Employers should work to prevent injuries among older workers

By 2024, older workers will make up a full quarter of the labor market, according to government estimates. In 2015, workers 55 and older were involved in 35 percent of all fatal workplace accidents. Are the two facts related?

After all, even normal aging is associated with a variety of physical issues, including changes in balance and response time. Accumulated damage over time can reduce hearing and vision. Aging is often associated with osteoporosis, or brittle bones. These changes “could potentially make a workplace injury into a much more serious injury or a potentially fatal injury,” noted one public health epidemiologist.

Older workers might be more prone to injury. Or, they may be more likely to suffer more serious injuries than younger workers in similar accidents. Whatever the reason for the high rate of accidents among older workers, they make up a large — and increasing — sector of the workforce. There needs to be a greater focus on our aging workforce when it comes to injury prevention.

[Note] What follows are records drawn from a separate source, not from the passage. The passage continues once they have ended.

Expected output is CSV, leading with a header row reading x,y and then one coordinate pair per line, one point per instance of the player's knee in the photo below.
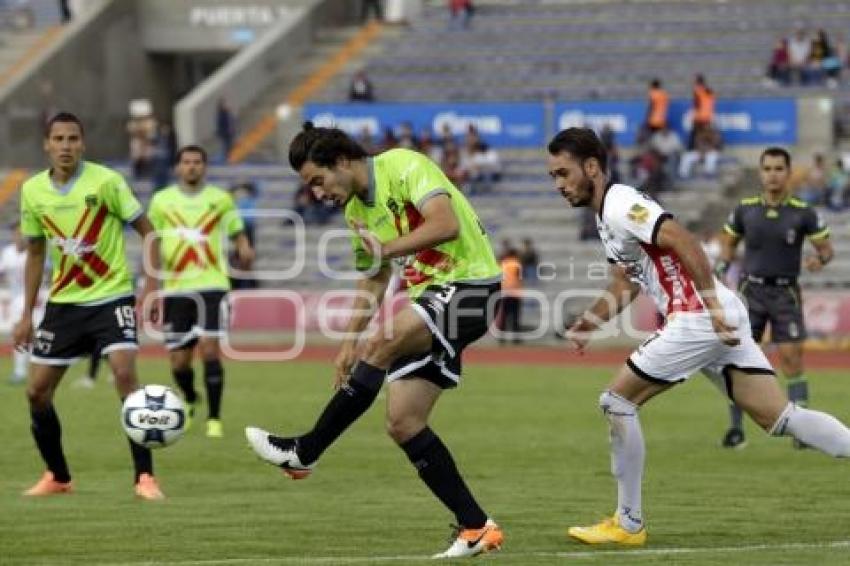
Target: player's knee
x,y
613,405
402,428
39,395
378,350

“That’s what’s driving the change right now,” says the co-director of the Center on Aging & Work at Boston College. “Changes are needed. These workers are staying in their jobs.”

The National Institute for Occupational Safety and Health, or NIOSH, is the federal agency responsible for researching work-related injuries and illnesses and their prevention. The agency has several recommendations for helping older workers avoid acute, repetitive-stress, and other types of injuries on the job:

  • Reduce or eliminate noise hazards and other environmental issues in the workplace, such as slip- and trip-hazards.
  • Ensure that the workplace is ergonomically sound by providing appropriate workstations, chairs, lighting and floor coverings.
  • Organize work so that workers stand and move around regularly rather than remain seated all day. Examples include providing standing desks or organizing regular on-site physical activities.
  • Offer flexible schedules, work locations and tasks.
  • Train all workers in team lifting and other techniques where teams work together to reduce the risk of injury during potentially dangerous activities.
  • Promote healthy lifestyles and strive to make reasonable accommodations for medical self-care at work and for medical appointments.

“Our emphasis is productive aging,” said the co-director of NIOSH’s National Center for Productive Aging and Work.

Whatever role you play in the workplace, make safety for all employees your emphasis. That includes making simple changes to working conditions that support older workers.